The message from the National Numeracy Framework with reference to calculator use appears under the strand 'calculations'. The objective being for children to be 'taught to develop calculator skills and use a calculator effectively', with outcomes specified for Year 5 and 6 (ages 9 to 11) children only. The framework expresses the need to teach children the technical skills to use the basic facilities of a calculator. Most of the detail in the outcomes for Years 5 and 6 addresses these technical issues. As would be hoped, the arguably more mathematical skills, involving having a feel for or approximating and estimating the size of answers, checking results using inverses and interpreting decimal and negative number displays and rounding errors, are also included.
Research
Other advice regarding the use of calculators from the National Numeracy Strategy came in the publication 'Teaching Mental Calculation Strategies'. This guidance advises that 'for much work at key stages 1 and 2, a mental approach is most efficient and needs to be taught explicitly.... Calculators can help develop a better sense of number, but should not be used for calculations until [the child] can at least add and subtract any pair of 2-digit numbers in their head.' In the introduction to the NNF, it is suggested that this 'powerful and efficient tool' be used to make use of real data across the curriculum and it states how it can 'offer a unique way of learning about numbers and the number system, place value, properties of numbers and fractions and decimals'. The question remains of how best to do this and hence 'enable more ambitious exploration of numbers to be undertaken' (NC Non-Statutory guidelines)

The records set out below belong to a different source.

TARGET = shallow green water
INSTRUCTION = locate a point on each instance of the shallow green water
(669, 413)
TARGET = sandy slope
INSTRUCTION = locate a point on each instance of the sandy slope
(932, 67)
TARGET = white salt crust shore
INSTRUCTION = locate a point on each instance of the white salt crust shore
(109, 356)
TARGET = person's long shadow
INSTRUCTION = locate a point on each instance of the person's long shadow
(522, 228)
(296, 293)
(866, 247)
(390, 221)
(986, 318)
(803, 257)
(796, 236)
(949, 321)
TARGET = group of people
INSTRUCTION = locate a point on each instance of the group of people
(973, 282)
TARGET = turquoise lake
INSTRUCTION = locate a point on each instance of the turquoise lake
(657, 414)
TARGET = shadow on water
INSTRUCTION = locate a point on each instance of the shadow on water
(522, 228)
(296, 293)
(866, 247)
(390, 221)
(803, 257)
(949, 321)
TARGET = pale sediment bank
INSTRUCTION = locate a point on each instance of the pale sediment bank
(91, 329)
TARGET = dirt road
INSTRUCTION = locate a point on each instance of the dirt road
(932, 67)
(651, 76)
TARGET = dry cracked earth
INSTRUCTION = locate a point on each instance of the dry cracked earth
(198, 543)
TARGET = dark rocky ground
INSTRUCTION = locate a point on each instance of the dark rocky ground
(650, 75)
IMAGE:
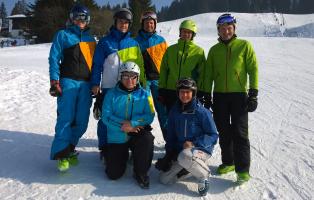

Long before the introduction of a national curriculum and the National Numeracy Strategy, there were several attempts to list the basic number skills needed to ensure the efficient use of a calculator. Bell (Bell at al. 1978, p.31) concluded that:
'3 basic computational skills seem essential when the calculator is used freely:
facility in single-digit arithmetic
a good understanding of place value, including decimals
ability to estimate and check.
Girling's list (1977) included:
asking whether the answer makes sense,
repeating the calculation using a different operation or procedure,
making a very rough approximation, and
using pattern (for example checking the units' digit).
The need to understand the relative size of numbers.'
Either of these models offers some sensible guidelines which may still be applied in the Primary classroom today, including deciding when to introduce the use of a calculator.
There remain some opposing views surrounding the appropriate and subsequently effective use of calculators as a learning tool. 'It might be thought that possession of a calculator brings with it the ability to perform any ordinary calculation. Far from it. Effective use of a calculator requires an understanding of number.' (McIntosh, 1990) Despite the lack of evidence, the view of many parents and educators remains that children using calculators will become lazy and reliant on calculators to do their work for them.
Further confusion came when research carried out by NIESR (National Institute of Economic and Social Research) (TES 9/96) involving international comparisons, suggested that calculators should be blamed for poor standards in mathematics and that they should be banned from tests with more emphasis being placed on arithmetic. Conversely, the Cockroft Report (1982) acknowledged the issue of fluency in mental and written calculations and the use of calculators and advised that:
'the availability of a calculator in no way reduces the need for mathematical understanding on the part of the person who is using it.'
and that:
'the weight of evidence is strong that the use of calculators has not produced any adverse effect on basic computational ability.'
More recently the CAN (Calculator-Aware Number) Curriculum project reported that Key Stage 1 'CAN children' displayed the same performance as 'non-CAN children', with more children lying at the extremes of achievement. More significantly, at Key Stage 2 the 'CAN children' were found to be more liable to compute mentally and adopt powerful mental strategies (Ruthven, 1998). The findings of this project, which allowed children access to calculators at all times, appear to suggest that free calculator use helps rather than hinders the mathematical thinking strategies and number awareness of young children.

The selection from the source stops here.